__global__ void childKernel(int subDomainId) {
SubdomainData sub = subdomains[subDomainId];
// ... do computation ...
// Commit results to global memory (one thread)
sub.time += dt;
subdomains[subDomainId] = sub;
}
__global__ void parentKernel(SubdomainData* subdomains) {
int subDomainId = threadIdx.x + blockIdx.x * blockDim.x;
if (subDomainId >= NUM_SUBDOMAINS) return;
SubdomainData sub = subdomains[subDomainId];
while (sub.time < sub.targetTime) {
// Launch multiple child kernels on the subdomain stream
childKernel<<<childGridDim, childBlockDim>>>(subDomainId);
...
childKernelN<<<..., cudaStreamTailLaunch>>>(subDomainId);
}
}
This code is part of a larger adaptive mesh refinement (AMR) simulation, where I aim to avoid any synchronization with the host.
The parent kernel launches several child kernels in a loop until the subdomain’s target time is reached.
Each child updates a global value sub.time that the parent reads to decide whether to continue.
The programming guide states:
To access modifications made by child_launch, a tail_launch kernel is launched into the cudaStreamTailLaunch stream.
Does launching into cudaStreamTailLaunch by itself guarantee that the parent kernel will see up-to-date data written by the child kernels? If so, is it possible to create separate streams for each parent thread to improve kernel concurrency?
What is the best way to ensure the parent thread always reads up-to-date time data written by the child kernels?
The parent kernel cannot reliably observe modifications made by the child kernels.
All global memory operations in the parent thread prior to the child grid’s invocation are visible to the child grid. With the removal of cudaDeviceSynchronize(), it is no longer possible to access the modifications made by the threads in the child grid from the parent grid.
As explained in the programming guide and quoted by you, you have to launch a a different kernel using cudaStreamTailLaunch, which then can observe the modifications of the child kernels.
Maybe in your case, something like the following might work.
__global__ void childLauncher{
SubdomainData sub = subdomains[subDomainId];
if (sub.time < sub.targetTime){
launch child kernels
...
launch childLauncher in cudaStreamTailLaunch (to observe updated times)
}
}
Unfortunately not, it doesn’t resolve my problem as the loop is in the parent kernel. Is there any other strategy that is better than launching child kernels directly from the host and synching? Active polling perhaps?
It’s not reliable to read global data in a parent kernel and expect that it will show updates from a child kernel. One of the requirements for “reliability” would be some sort of synchronization guarantee. The only synchronization guarantees available in CDP 2.0 are stream based, with all that that implies.
“stream based” - “Items issued into a stream execute in issue order.
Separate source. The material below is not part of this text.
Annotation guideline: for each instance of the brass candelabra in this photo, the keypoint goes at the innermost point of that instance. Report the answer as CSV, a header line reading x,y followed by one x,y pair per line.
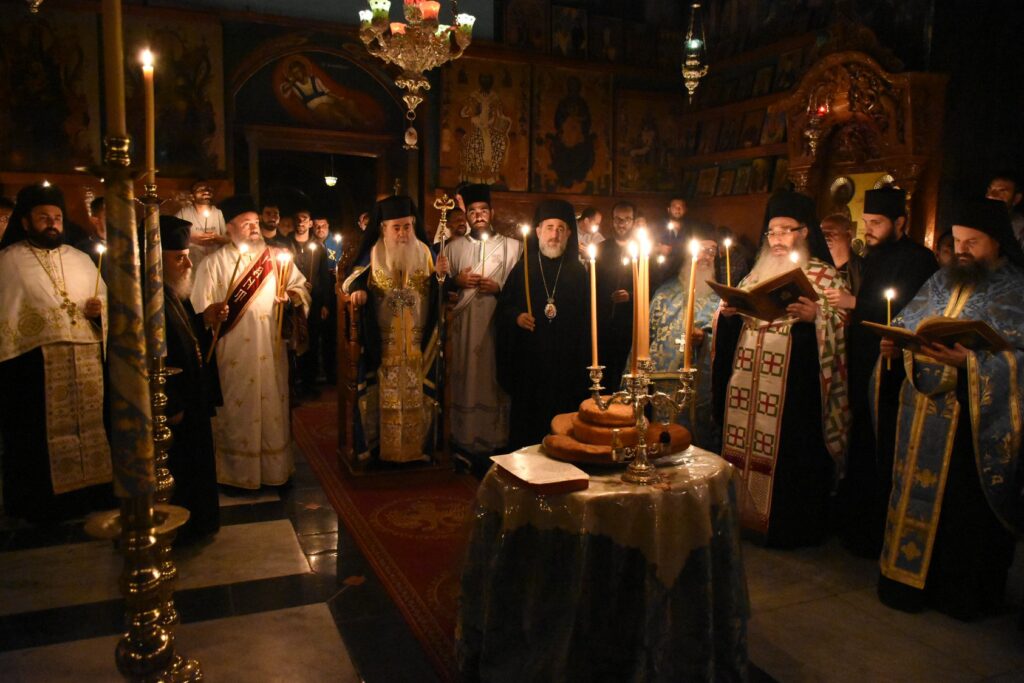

Item B, issued into a stream, will not begin executing until item A, issued previously into that stream, has finished executing”
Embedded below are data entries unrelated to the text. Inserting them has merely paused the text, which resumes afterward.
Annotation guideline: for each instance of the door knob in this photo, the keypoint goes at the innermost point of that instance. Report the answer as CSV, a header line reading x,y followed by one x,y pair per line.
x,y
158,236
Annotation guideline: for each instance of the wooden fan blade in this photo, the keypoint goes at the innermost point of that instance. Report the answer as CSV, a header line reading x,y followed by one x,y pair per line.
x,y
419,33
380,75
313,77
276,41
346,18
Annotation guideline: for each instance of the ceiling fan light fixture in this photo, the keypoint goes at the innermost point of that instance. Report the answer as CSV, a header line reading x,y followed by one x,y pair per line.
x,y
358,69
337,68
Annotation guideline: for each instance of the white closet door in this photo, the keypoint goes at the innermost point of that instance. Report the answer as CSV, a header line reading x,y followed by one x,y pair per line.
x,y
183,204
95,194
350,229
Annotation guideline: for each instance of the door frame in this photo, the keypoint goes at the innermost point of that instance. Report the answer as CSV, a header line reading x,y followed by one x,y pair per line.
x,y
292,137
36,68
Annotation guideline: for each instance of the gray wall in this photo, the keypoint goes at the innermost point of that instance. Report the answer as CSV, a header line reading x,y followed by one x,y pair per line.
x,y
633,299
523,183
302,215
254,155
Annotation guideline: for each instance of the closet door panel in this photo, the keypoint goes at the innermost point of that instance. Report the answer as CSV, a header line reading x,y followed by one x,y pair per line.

The parent kernel code is not part of any stream that the parent kernel can issue child work into. CDP 2.0 imagines that one possible outcome is that all child work may not begin until the parent kernel code has completed.
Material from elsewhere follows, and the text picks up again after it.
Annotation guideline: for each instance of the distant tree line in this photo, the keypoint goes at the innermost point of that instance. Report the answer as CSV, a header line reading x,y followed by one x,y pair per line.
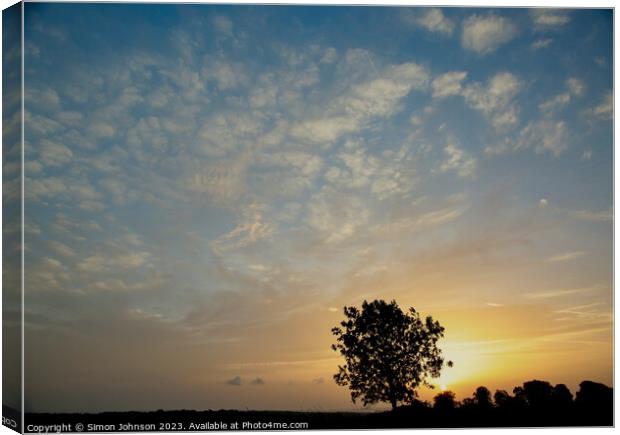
x,y
535,403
You might want to revisit the suggestion given by striker159. It will require some refactoring, but having a recursive launch process from the tail launch stream is one possible method to ensure memory “consistency”, for device code testing memory data from previously launched device kernels.
Yes, it will require refactoring, you would change the realization from a loop in the parent kernel to recursive/nested launch, where each launch accomplishes one loop iteration, proceeding until the target time is reached.
@Robert_Crovella you’re right! @striker159 thanks, this is actually a solution I can definitely work with.
If I understand correctly, all child kernels from earlier recursion levels are completed before the next child-launching kernel runs (including the parent itself), which means the total number of active kernels is always bounded.
Does the maximum recursion depth still apply in this situation?
I can create a hybrid version of the two approaches, since there’s a minimum number of time steps - determined by the resolution difference from the parent domain - that I already know in advance.